二年生の始業式で僕の右隣に座っていた名取は、髪先をいじりながらぼうっと先生の話を聞いていた。僕も一般的な高校生だから正直、紋切型のホームルームに集中してなんかいなくて、それよりも名取の方が気になっていた。

 名取と同じクラスになるのは初めてだったけれど、一年の時点で結構派手で目立つタイプだったから名前は聞いていたのだ。

 その襟足の長さと色の明るさは校則にギリギリ引っかかるんじゃないかと何気なく目をやって、退屈そうに髪を梳いては摘まむ左手の指先に、思わず目を奪われた。



 小指と薬指の爪が、淡くとろりと明るいピンク色に染まっている。



「なとりー」

 名取の前の席の中島がプリントをばさばさ振って、億劫そうに名取の指がそこに伸びていく。マニキュア、なんだろうか。教室の灯りを反射して、名取の指先がふわふわとミルクで伸ばしたみたいな柔らかいピンクの人工的な甘さで光っている。楕円に近い、男にしては綺麗な形の爪だ。優しくて、なのに不自然で、名前がきっとあるはずの甘やかさだと思った。
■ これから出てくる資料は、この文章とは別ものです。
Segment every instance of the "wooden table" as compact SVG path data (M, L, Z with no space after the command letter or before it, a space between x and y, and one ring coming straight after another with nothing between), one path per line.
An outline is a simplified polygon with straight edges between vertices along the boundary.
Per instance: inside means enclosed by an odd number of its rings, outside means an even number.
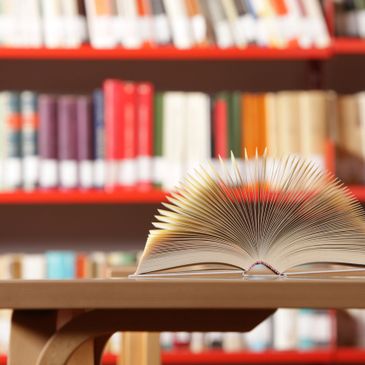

 教室のざわつきが上滑りして耳に入らなくなる。どうして名取は爪をピンクにしているんだろう。何か重大な秘密がある気がして目が離せなくなる。心拍数が跳ね上がって胸が痛い。

「な、なと」

「おいって」

 見とれている僕の頭を、回ってきたプリントがひっぱたいた。


 一度目の席替えはその日の帰りのHRで、結局名取のピンクの爪を見るのはそれで最後になってしまった。

 


 それから、半年経って。


「ハヤさんシャーペン落とした?」

「あ、僕の僕の、ありがと」


 僕と名取は、まあ、フツー。 


 休みの日に一緒に遊びに行くとか、校外学習の班を組むとか、そこまで仲良しってわけじゃない。でも今みたくシャーペン落としたら拾ってくれて、俺も名取が教科書忘れたら多分机くっつけて見せてあげるし(あれから名取と隣の席になってないけど)、テストがだるいとか最近雑誌で見たあのモデルが可愛いみたいな話もするし、本当に、フツー。

 ぎりぎり友達って言ってもいいんじゃないかと思う。名取は多分怒らない。

 名取が差し出したシャーペンを受け取りながら、こっそりその手を見つめる。どの爪も生まれたまんまの色だ。あれ以来、名取が爪を何色かに塗っているところなんて一度も見ていない。

 あの時どうして爪をピンクに塗っていたのか、僕はまだ名取に聞けていない。聞いたら、教えてくれるんじゃないかと思う。多分友達だから。でも僕の質問が名取の繊細な部分に触れてしまったらと思うと怖くて聞けなかった。

 色の無い名取の手に、あの日見た柔らかなピンク色を重ね合わせる。なんだか思い出すたびにどんどん綺麗な色になって、記憶に強く染みついていくような気がしている。

「ハヤさんのじゃなかった?」

 じっとシャーペン――正確にはそれを持っていた名取の手――を見ていた僕に名取が怪訝な顔をする。慌てて首を横に振ってシャーペンを開きっぱなしだったペンケースにしまう。一瞬触れた気がする指先の、あるかないかの感触を覚えようとしている自分が嫌だった。


 名取に言えていないことがもう一つある。時々、名取の夢を見ている。正確には名取の左手の夢を見ている。夢は記憶を整理するために見ているって聞いたから、あんまり名取の爪のことばかり考えているせいだと思う。

 それは名取の、薬指と小指をピンク色に塗った左手が、僕の手を握ったり、頬を撫でたり、もっとありえない場所に触ったりする夢だった。

 夢の中の名取の手はふわふわと曖昧に柔らかくて、温かかった。本当は布団の感触だったのかもしれない。